Clinical measures of cognition typically rely on time-consuming, subjective and expensive assessments. However, our recent advances in computational linguistics, signal processing, and machine learning now allow for objective, automatic, and rapid analysis of cognition, through speech. Our prior work has focused on binary classification problems between people with or without a particular disorder, such as Alzheimer’s disease. In this grant, we will use these modern tools to objectively assess cognition, differentially in people with post-stroke aphasia and memory impairment, by measures of speech and language at 5 time points. This will be applied to a new technological medium – the telephone, which will allow for broader data collection and unique insights in human-computer interaction.
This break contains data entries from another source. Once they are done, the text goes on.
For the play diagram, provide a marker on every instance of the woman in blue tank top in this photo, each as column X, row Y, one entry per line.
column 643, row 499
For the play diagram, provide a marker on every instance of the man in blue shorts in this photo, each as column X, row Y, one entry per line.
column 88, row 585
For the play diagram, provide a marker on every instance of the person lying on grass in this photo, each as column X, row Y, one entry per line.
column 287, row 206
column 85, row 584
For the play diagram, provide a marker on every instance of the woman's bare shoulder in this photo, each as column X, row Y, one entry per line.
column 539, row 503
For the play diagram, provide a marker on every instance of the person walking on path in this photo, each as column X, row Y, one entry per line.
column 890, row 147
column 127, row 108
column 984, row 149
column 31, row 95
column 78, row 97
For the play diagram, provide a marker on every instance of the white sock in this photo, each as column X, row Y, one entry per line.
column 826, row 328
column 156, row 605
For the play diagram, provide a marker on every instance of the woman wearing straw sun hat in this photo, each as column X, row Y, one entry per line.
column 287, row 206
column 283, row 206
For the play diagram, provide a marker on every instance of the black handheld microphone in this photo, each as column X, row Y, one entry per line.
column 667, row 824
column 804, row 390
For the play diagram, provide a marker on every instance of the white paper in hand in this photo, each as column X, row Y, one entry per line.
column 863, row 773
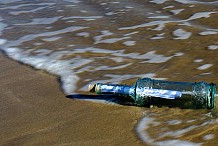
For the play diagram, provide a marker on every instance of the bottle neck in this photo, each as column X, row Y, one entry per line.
column 115, row 89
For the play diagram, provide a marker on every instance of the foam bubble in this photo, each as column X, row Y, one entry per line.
column 36, row 21
column 208, row 32
column 33, row 36
column 83, row 17
column 111, row 40
column 200, row 15
column 160, row 25
column 51, row 39
column 30, row 11
column 158, row 17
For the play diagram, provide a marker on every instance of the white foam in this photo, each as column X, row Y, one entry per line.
column 205, row 66
column 36, row 21
column 3, row 41
column 160, row 25
column 25, row 5
column 158, row 17
column 51, row 39
column 111, row 40
column 200, row 15
column 116, row 79
column 176, row 143
column 30, row 11
column 131, row 33
column 83, row 34
column 213, row 47
column 73, row 1
column 129, row 43
column 208, row 32
column 181, row 34
column 45, row 34
column 83, row 17
column 150, row 57
column 41, row 52
column 177, row 11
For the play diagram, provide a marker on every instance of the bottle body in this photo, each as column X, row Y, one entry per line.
column 189, row 95
column 146, row 92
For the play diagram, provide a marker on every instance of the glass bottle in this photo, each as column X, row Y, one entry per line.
column 146, row 92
Dr. Frank Rudzicz leads this project, with two industrial partners: WinterLight Labs, and CBI Health Group. WinterLight Labs will supply speech-based assessment to support data collection and data analysis. Patients will be recruited at CBI Health Group clinics, and clinical assessment will be provided by Drs. Regina Jokel and Andrea Iaboni. Research will be conducted at the Toronto Rehabilitation Institute, the Rotman Research Institute at Baycrest, and the University of Toronto.
Our primary objective is to validate the computational speech-based assessment techniques relative to current gold standard assessments. This will involve modern machine learning that is more incisive than the current state-of-the-art. This will be accomplished within two elicitation platforms: a traditional web-based interface, and a phone-based interface. Optimizing the latter is crucial in order to establish the feasibility of using this platform across as wide a population as possible.
In the short term, this project will 1) validate current automatic cognitive assessments, 2) create a new industrial collaboration between a large healthcare network and a local technology startup in Canada, and 3) further our understanding of cognitive function in different patient populations among older Canadians.